れんだいこのファウスト論

 (最新見直し2012.11.11日)

 (れんだいこのショートメッセージ)
 ここで、れんだいこのファウスト論を書き記しておく。ウィキペディアのファウスト」、「Faust」その他を参照する。

 2012.11.11日 れんだいこ拝


 ファウスト(独: Faust)はドイツの文人ヨハン・ヴォルフガング・フォン・ゲーテの代表作とされる長編の戯曲で、全編を通して韻文で書かれており、史上稀に見る圧倒的クォリティを誇る作品となっている。

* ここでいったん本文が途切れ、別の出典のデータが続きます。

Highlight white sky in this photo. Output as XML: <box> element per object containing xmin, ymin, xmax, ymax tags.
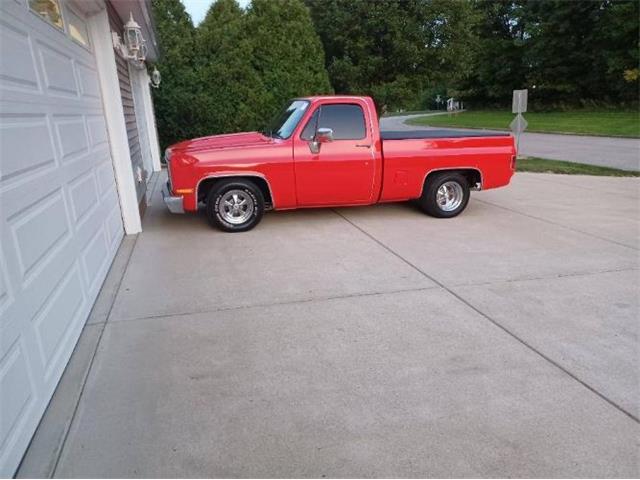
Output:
<box><xmin>180</xmin><ymin>0</ymin><xmax>251</xmax><ymax>25</ymax></box>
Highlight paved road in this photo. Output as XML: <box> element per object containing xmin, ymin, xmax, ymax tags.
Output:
<box><xmin>381</xmin><ymin>115</ymin><xmax>640</xmax><ymax>171</ymax></box>
<box><xmin>20</xmin><ymin>174</ymin><xmax>640</xmax><ymax>478</ymax></box>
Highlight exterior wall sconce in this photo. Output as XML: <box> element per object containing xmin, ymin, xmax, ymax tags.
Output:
<box><xmin>150</xmin><ymin>65</ymin><xmax>162</xmax><ymax>88</ymax></box>
<box><xmin>111</xmin><ymin>12</ymin><xmax>147</xmax><ymax>67</ymax></box>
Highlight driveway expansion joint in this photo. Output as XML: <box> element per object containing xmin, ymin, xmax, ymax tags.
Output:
<box><xmin>332</xmin><ymin>208</ymin><xmax>640</xmax><ymax>424</ymax></box>
<box><xmin>451</xmin><ymin>267</ymin><xmax>640</xmax><ymax>288</ymax></box>
<box><xmin>109</xmin><ymin>285</ymin><xmax>441</xmax><ymax>324</ymax></box>
<box><xmin>475</xmin><ymin>198</ymin><xmax>640</xmax><ymax>251</ymax></box>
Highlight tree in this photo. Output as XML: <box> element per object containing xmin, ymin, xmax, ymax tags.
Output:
<box><xmin>307</xmin><ymin>0</ymin><xmax>477</xmax><ymax>109</ymax></box>
<box><xmin>197</xmin><ymin>0</ymin><xmax>264</xmax><ymax>135</ymax></box>
<box><xmin>152</xmin><ymin>0</ymin><xmax>199</xmax><ymax>148</ymax></box>
<box><xmin>460</xmin><ymin>0</ymin><xmax>529</xmax><ymax>105</ymax></box>
<box><xmin>245</xmin><ymin>0</ymin><xmax>332</xmax><ymax>123</ymax></box>
<box><xmin>461</xmin><ymin>0</ymin><xmax>640</xmax><ymax>108</ymax></box>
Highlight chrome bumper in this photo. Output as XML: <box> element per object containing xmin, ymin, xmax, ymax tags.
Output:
<box><xmin>162</xmin><ymin>183</ymin><xmax>184</xmax><ymax>213</ymax></box>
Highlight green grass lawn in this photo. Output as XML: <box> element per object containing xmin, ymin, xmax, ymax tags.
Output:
<box><xmin>516</xmin><ymin>157</ymin><xmax>640</xmax><ymax>177</ymax></box>
<box><xmin>407</xmin><ymin>111</ymin><xmax>640</xmax><ymax>138</ymax></box>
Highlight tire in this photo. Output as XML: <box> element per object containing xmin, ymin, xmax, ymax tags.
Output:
<box><xmin>418</xmin><ymin>172</ymin><xmax>471</xmax><ymax>218</ymax></box>
<box><xmin>206</xmin><ymin>179</ymin><xmax>264</xmax><ymax>232</ymax></box>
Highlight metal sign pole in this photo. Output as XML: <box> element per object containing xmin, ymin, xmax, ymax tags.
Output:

二部構成で、第一部は1808年、第二部はゲーテの死の翌年1833年に発表された。初稿の原ファウスト(Urfaust)は1797年に書かれており、ゲーテがほぼその一生をかけて完成した大作である。主人公の名前は「幸福な、祝福された」を意味するラテン語のfaustusに由来する。ドイツ語のFaustは「拳骨、砲」を意味する。

 あらすじは次の通り。

 「献ぐる詞」から始まり、「劇場での前戯」(Vorspiel des Theaters)、「天上の序曲」(Prolog im Himmel)に至って本筋に入る。天使たち(ラファエル、ミカエル、ガブリエル)の合唱とともに壮麗に幕開けられた舞台に、誘惑の悪魔メフィストーフェレス(以下メフィスト)が現れ、主(神)に対して、ファウスト博士の魂を悪の道へと引きずり込めるかどうかの賭けを持ちかける。主が賭けを容認し、かくしてメフィストはファウストを誘惑することになる。

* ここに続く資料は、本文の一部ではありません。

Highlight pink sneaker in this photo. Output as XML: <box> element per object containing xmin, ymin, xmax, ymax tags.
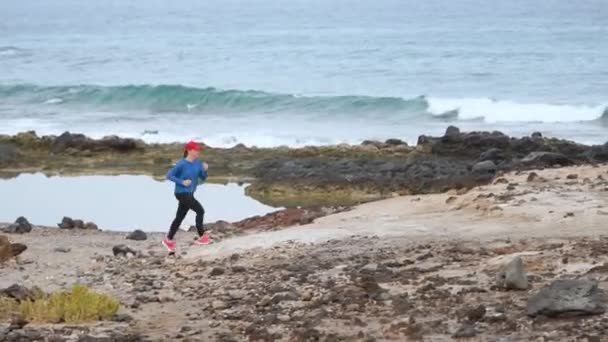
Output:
<box><xmin>194</xmin><ymin>233</ymin><xmax>211</xmax><ymax>245</ymax></box>
<box><xmin>162</xmin><ymin>238</ymin><xmax>175</xmax><ymax>253</ymax></box>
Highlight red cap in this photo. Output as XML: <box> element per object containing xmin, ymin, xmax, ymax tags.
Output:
<box><xmin>184</xmin><ymin>141</ymin><xmax>201</xmax><ymax>151</ymax></box>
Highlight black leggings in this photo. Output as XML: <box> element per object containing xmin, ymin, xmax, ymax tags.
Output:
<box><xmin>167</xmin><ymin>192</ymin><xmax>205</xmax><ymax>240</ymax></box>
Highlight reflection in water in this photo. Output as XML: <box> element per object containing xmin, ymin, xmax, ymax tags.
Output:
<box><xmin>0</xmin><ymin>174</ymin><xmax>275</xmax><ymax>231</ymax></box>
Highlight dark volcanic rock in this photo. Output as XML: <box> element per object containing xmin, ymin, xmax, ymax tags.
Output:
<box><xmin>127</xmin><ymin>229</ymin><xmax>148</xmax><ymax>241</ymax></box>
<box><xmin>0</xmin><ymin>144</ymin><xmax>19</xmax><ymax>166</ymax></box>
<box><xmin>51</xmin><ymin>132</ymin><xmax>139</xmax><ymax>153</ymax></box>
<box><xmin>3</xmin><ymin>216</ymin><xmax>32</xmax><ymax>234</ymax></box>
<box><xmin>0</xmin><ymin>284</ymin><xmax>34</xmax><ymax>301</ymax></box>
<box><xmin>526</xmin><ymin>279</ymin><xmax>605</xmax><ymax>317</ymax></box>
<box><xmin>473</xmin><ymin>160</ymin><xmax>496</xmax><ymax>175</ymax></box>
<box><xmin>57</xmin><ymin>216</ymin><xmax>75</xmax><ymax>229</ymax></box>
<box><xmin>496</xmin><ymin>256</ymin><xmax>528</xmax><ymax>290</ymax></box>
<box><xmin>0</xmin><ymin>235</ymin><xmax>27</xmax><ymax>262</ymax></box>
<box><xmin>521</xmin><ymin>152</ymin><xmax>574</xmax><ymax>167</ymax></box>
<box><xmin>112</xmin><ymin>245</ymin><xmax>137</xmax><ymax>257</ymax></box>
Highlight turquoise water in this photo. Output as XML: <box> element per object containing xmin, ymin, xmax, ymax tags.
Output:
<box><xmin>0</xmin><ymin>0</ymin><xmax>608</xmax><ymax>146</ymax></box>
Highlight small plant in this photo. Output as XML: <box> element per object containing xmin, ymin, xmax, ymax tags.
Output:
<box><xmin>0</xmin><ymin>285</ymin><xmax>119</xmax><ymax>323</ymax></box>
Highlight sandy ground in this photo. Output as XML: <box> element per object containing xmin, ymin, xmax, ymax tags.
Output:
<box><xmin>0</xmin><ymin>165</ymin><xmax>608</xmax><ymax>341</ymax></box>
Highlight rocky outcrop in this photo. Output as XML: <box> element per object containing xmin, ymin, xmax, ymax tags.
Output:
<box><xmin>0</xmin><ymin>144</ymin><xmax>19</xmax><ymax>167</ymax></box>
<box><xmin>0</xmin><ymin>235</ymin><xmax>27</xmax><ymax>263</ymax></box>
<box><xmin>127</xmin><ymin>229</ymin><xmax>148</xmax><ymax>241</ymax></box>
<box><xmin>496</xmin><ymin>257</ymin><xmax>528</xmax><ymax>290</ymax></box>
<box><xmin>2</xmin><ymin>216</ymin><xmax>32</xmax><ymax>234</ymax></box>
<box><xmin>57</xmin><ymin>216</ymin><xmax>99</xmax><ymax>230</ymax></box>
<box><xmin>0</xmin><ymin>126</ymin><xmax>608</xmax><ymax>207</ymax></box>
<box><xmin>526</xmin><ymin>279</ymin><xmax>606</xmax><ymax>317</ymax></box>
<box><xmin>50</xmin><ymin>132</ymin><xmax>142</xmax><ymax>153</ymax></box>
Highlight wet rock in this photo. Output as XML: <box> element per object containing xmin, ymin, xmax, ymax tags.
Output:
<box><xmin>384</xmin><ymin>139</ymin><xmax>407</xmax><ymax>146</ymax></box>
<box><xmin>211</xmin><ymin>300</ymin><xmax>228</xmax><ymax>310</ymax></box>
<box><xmin>452</xmin><ymin>323</ymin><xmax>477</xmax><ymax>338</ymax></box>
<box><xmin>444</xmin><ymin>126</ymin><xmax>460</xmax><ymax>137</ymax></box>
<box><xmin>0</xmin><ymin>144</ymin><xmax>19</xmax><ymax>167</ymax></box>
<box><xmin>0</xmin><ymin>235</ymin><xmax>27</xmax><ymax>262</ymax></box>
<box><xmin>209</xmin><ymin>267</ymin><xmax>226</xmax><ymax>277</ymax></box>
<box><xmin>531</xmin><ymin>132</ymin><xmax>543</xmax><ymax>139</ymax></box>
<box><xmin>0</xmin><ymin>284</ymin><xmax>34</xmax><ymax>301</ymax></box>
<box><xmin>271</xmin><ymin>291</ymin><xmax>298</xmax><ymax>304</ymax></box>
<box><xmin>527</xmin><ymin>172</ymin><xmax>538</xmax><ymax>182</ymax></box>
<box><xmin>3</xmin><ymin>216</ymin><xmax>32</xmax><ymax>234</ymax></box>
<box><xmin>496</xmin><ymin>256</ymin><xmax>528</xmax><ymax>290</ymax></box>
<box><xmin>478</xmin><ymin>148</ymin><xmax>507</xmax><ymax>164</ymax></box>
<box><xmin>112</xmin><ymin>245</ymin><xmax>137</xmax><ymax>257</ymax></box>
<box><xmin>526</xmin><ymin>279</ymin><xmax>605</xmax><ymax>317</ymax></box>
<box><xmin>127</xmin><ymin>229</ymin><xmax>148</xmax><ymax>241</ymax></box>
<box><xmin>465</xmin><ymin>304</ymin><xmax>486</xmax><ymax>322</ymax></box>
<box><xmin>57</xmin><ymin>216</ymin><xmax>75</xmax><ymax>229</ymax></box>
<box><xmin>84</xmin><ymin>222</ymin><xmax>99</xmax><ymax>230</ymax></box>
<box><xmin>521</xmin><ymin>151</ymin><xmax>574</xmax><ymax>167</ymax></box>
<box><xmin>232</xmin><ymin>265</ymin><xmax>247</xmax><ymax>273</ymax></box>
<box><xmin>473</xmin><ymin>160</ymin><xmax>496</xmax><ymax>175</ymax></box>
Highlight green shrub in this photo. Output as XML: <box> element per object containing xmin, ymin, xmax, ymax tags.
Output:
<box><xmin>0</xmin><ymin>285</ymin><xmax>119</xmax><ymax>323</ymax></box>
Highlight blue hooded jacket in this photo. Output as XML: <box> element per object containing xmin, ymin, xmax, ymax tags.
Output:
<box><xmin>167</xmin><ymin>158</ymin><xmax>209</xmax><ymax>194</ymax></box>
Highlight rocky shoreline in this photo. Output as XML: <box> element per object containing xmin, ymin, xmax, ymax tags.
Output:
<box><xmin>0</xmin><ymin>127</ymin><xmax>608</xmax><ymax>207</ymax></box>
<box><xmin>0</xmin><ymin>164</ymin><xmax>608</xmax><ymax>342</ymax></box>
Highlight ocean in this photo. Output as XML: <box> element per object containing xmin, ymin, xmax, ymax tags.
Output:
<box><xmin>0</xmin><ymin>0</ymin><xmax>608</xmax><ymax>147</ymax></box>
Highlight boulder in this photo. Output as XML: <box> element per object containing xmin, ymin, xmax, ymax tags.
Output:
<box><xmin>496</xmin><ymin>257</ymin><xmax>528</xmax><ymax>290</ymax></box>
<box><xmin>521</xmin><ymin>151</ymin><xmax>574</xmax><ymax>167</ymax></box>
<box><xmin>0</xmin><ymin>284</ymin><xmax>34</xmax><ymax>301</ymax></box>
<box><xmin>0</xmin><ymin>235</ymin><xmax>27</xmax><ymax>262</ymax></box>
<box><xmin>443</xmin><ymin>126</ymin><xmax>460</xmax><ymax>137</ymax></box>
<box><xmin>127</xmin><ymin>229</ymin><xmax>148</xmax><ymax>241</ymax></box>
<box><xmin>2</xmin><ymin>216</ymin><xmax>32</xmax><ymax>234</ymax></box>
<box><xmin>84</xmin><ymin>222</ymin><xmax>99</xmax><ymax>230</ymax></box>
<box><xmin>526</xmin><ymin>279</ymin><xmax>605</xmax><ymax>317</ymax></box>
<box><xmin>57</xmin><ymin>216</ymin><xmax>75</xmax><ymax>229</ymax></box>
<box><xmin>473</xmin><ymin>160</ymin><xmax>496</xmax><ymax>175</ymax></box>
<box><xmin>112</xmin><ymin>245</ymin><xmax>137</xmax><ymax>257</ymax></box>
<box><xmin>477</xmin><ymin>148</ymin><xmax>507</xmax><ymax>164</ymax></box>
<box><xmin>0</xmin><ymin>144</ymin><xmax>19</xmax><ymax>167</ymax></box>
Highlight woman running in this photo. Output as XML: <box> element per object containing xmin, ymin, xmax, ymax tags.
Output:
<box><xmin>163</xmin><ymin>141</ymin><xmax>211</xmax><ymax>253</ymax></box>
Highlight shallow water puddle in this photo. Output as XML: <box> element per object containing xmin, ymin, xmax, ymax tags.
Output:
<box><xmin>0</xmin><ymin>174</ymin><xmax>276</xmax><ymax>231</ymax></box>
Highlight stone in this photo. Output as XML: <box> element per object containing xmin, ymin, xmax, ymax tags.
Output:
<box><xmin>209</xmin><ymin>267</ymin><xmax>226</xmax><ymax>277</ymax></box>
<box><xmin>477</xmin><ymin>148</ymin><xmax>506</xmax><ymax>163</ymax></box>
<box><xmin>3</xmin><ymin>216</ymin><xmax>32</xmax><ymax>234</ymax></box>
<box><xmin>57</xmin><ymin>216</ymin><xmax>75</xmax><ymax>229</ymax></box>
<box><xmin>211</xmin><ymin>300</ymin><xmax>228</xmax><ymax>310</ymax></box>
<box><xmin>521</xmin><ymin>151</ymin><xmax>574</xmax><ymax>167</ymax></box>
<box><xmin>0</xmin><ymin>144</ymin><xmax>19</xmax><ymax>166</ymax></box>
<box><xmin>496</xmin><ymin>256</ymin><xmax>528</xmax><ymax>290</ymax></box>
<box><xmin>526</xmin><ymin>279</ymin><xmax>606</xmax><ymax>318</ymax></box>
<box><xmin>466</xmin><ymin>304</ymin><xmax>486</xmax><ymax>322</ymax></box>
<box><xmin>443</xmin><ymin>126</ymin><xmax>460</xmax><ymax>137</ymax></box>
<box><xmin>0</xmin><ymin>284</ymin><xmax>34</xmax><ymax>301</ymax></box>
<box><xmin>452</xmin><ymin>323</ymin><xmax>477</xmax><ymax>338</ymax></box>
<box><xmin>0</xmin><ymin>235</ymin><xmax>27</xmax><ymax>262</ymax></box>
<box><xmin>472</xmin><ymin>160</ymin><xmax>496</xmax><ymax>175</ymax></box>
<box><xmin>127</xmin><ymin>229</ymin><xmax>148</xmax><ymax>241</ymax></box>
<box><xmin>112</xmin><ymin>245</ymin><xmax>137</xmax><ymax>257</ymax></box>
<box><xmin>84</xmin><ymin>222</ymin><xmax>99</xmax><ymax>230</ymax></box>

 第一部。ファウストが、悪魔メフィストと、あの世での魂の服従を交換条件に現世であらゆる人生の快楽・悲哀を体験させるという約束をする。ファウストは素朴な街娘グレートヒェンと恋をし、子供を身ごもらせる。そしてあい引きの邪魔になる彼女の母親を毒殺し、彼女の兄も決闘の末に殺す。そうして魔女の祭典「ワルプルギスの夜」に参加して帰ってくると、赤子殺しの罪で逮捕された彼女との悲しい別れが待っていた。

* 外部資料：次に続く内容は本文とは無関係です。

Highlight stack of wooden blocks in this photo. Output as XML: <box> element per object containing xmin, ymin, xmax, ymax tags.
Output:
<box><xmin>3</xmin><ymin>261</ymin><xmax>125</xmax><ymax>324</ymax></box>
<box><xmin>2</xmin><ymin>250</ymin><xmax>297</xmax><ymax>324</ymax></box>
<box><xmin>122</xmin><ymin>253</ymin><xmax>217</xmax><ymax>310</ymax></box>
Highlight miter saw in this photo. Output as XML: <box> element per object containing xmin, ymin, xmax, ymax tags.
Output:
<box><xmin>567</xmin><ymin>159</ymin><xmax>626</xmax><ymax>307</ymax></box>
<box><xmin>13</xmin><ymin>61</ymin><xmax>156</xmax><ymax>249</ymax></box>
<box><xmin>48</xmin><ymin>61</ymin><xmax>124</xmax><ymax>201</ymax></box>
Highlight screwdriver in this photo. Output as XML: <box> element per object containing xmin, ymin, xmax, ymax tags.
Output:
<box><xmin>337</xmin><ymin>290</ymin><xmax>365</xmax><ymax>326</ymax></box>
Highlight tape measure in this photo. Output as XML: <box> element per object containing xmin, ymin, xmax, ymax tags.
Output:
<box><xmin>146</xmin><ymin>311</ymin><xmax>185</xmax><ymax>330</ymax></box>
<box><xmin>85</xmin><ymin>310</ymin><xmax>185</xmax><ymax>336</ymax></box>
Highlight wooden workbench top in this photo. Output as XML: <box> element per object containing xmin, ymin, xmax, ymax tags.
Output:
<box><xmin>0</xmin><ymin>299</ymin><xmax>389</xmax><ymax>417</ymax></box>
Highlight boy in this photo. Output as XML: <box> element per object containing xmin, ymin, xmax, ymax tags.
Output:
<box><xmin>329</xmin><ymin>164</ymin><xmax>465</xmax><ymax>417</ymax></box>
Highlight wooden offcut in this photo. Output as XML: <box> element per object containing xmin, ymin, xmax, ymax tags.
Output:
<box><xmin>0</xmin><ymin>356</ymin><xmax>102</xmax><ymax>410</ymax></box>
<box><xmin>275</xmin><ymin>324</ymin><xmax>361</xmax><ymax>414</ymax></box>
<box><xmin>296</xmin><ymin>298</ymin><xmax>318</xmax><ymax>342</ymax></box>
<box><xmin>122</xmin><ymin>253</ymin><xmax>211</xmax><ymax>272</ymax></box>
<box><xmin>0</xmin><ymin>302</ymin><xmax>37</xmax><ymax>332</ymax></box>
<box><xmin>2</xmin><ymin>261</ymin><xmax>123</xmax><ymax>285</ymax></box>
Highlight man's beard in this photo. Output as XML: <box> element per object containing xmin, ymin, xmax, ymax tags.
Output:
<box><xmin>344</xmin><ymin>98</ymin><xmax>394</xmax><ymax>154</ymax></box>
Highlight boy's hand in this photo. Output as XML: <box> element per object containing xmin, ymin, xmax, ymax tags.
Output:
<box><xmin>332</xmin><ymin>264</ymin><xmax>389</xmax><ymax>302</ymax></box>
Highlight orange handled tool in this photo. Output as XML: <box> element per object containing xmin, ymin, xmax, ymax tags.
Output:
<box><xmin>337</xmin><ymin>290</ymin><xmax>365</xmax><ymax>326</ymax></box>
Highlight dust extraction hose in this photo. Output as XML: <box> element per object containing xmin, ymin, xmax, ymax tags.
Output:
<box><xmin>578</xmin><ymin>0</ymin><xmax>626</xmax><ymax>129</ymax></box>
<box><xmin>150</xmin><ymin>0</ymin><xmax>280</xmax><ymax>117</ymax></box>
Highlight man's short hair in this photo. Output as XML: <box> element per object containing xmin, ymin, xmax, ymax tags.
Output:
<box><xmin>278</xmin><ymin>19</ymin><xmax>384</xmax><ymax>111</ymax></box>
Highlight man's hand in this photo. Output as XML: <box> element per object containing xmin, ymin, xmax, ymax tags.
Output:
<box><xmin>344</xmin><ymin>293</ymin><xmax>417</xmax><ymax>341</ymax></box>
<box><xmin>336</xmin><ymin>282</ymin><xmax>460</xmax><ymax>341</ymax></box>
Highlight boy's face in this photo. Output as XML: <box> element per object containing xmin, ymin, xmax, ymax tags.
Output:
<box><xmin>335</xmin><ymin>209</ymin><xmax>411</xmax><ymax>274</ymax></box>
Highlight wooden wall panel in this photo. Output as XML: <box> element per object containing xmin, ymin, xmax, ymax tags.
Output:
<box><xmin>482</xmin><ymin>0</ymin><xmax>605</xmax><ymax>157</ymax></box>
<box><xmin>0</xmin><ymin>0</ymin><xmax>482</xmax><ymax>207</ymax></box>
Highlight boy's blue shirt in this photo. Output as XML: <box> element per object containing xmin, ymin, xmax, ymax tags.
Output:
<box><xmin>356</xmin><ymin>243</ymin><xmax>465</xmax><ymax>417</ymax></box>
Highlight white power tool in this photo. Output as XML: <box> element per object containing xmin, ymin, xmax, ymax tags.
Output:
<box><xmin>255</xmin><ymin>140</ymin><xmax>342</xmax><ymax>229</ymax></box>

 第二部。皇帝に仕えることになったファウストは、メフィストの助けを借りて経済再建を果たす。その後、絶世の美女ヘレネーと美男パリスを求め、ギリシャ神話の世界へと、人造人間ホムンクルスやメフィストとともに旅立つ。ファウストはヘレネーと結婚し、一男をもうけるが、血気にはやるその息子は死んでしまう。現実世界に帰ってきた後ファウストは皇帝を戦勝に導き、領地をもらう。海を埋め立てる大事業に取り組むが、灰色の女「憂い」によって失明させられる。そうしてメフィストと手下の悪魔が墓穴を掘る音を、民衆のたゆまぬ鋤鍬の音だと勘違いしながら死ぬ。その魂は、かつての恋人グレートヒェンの天上での祈りによって救われる。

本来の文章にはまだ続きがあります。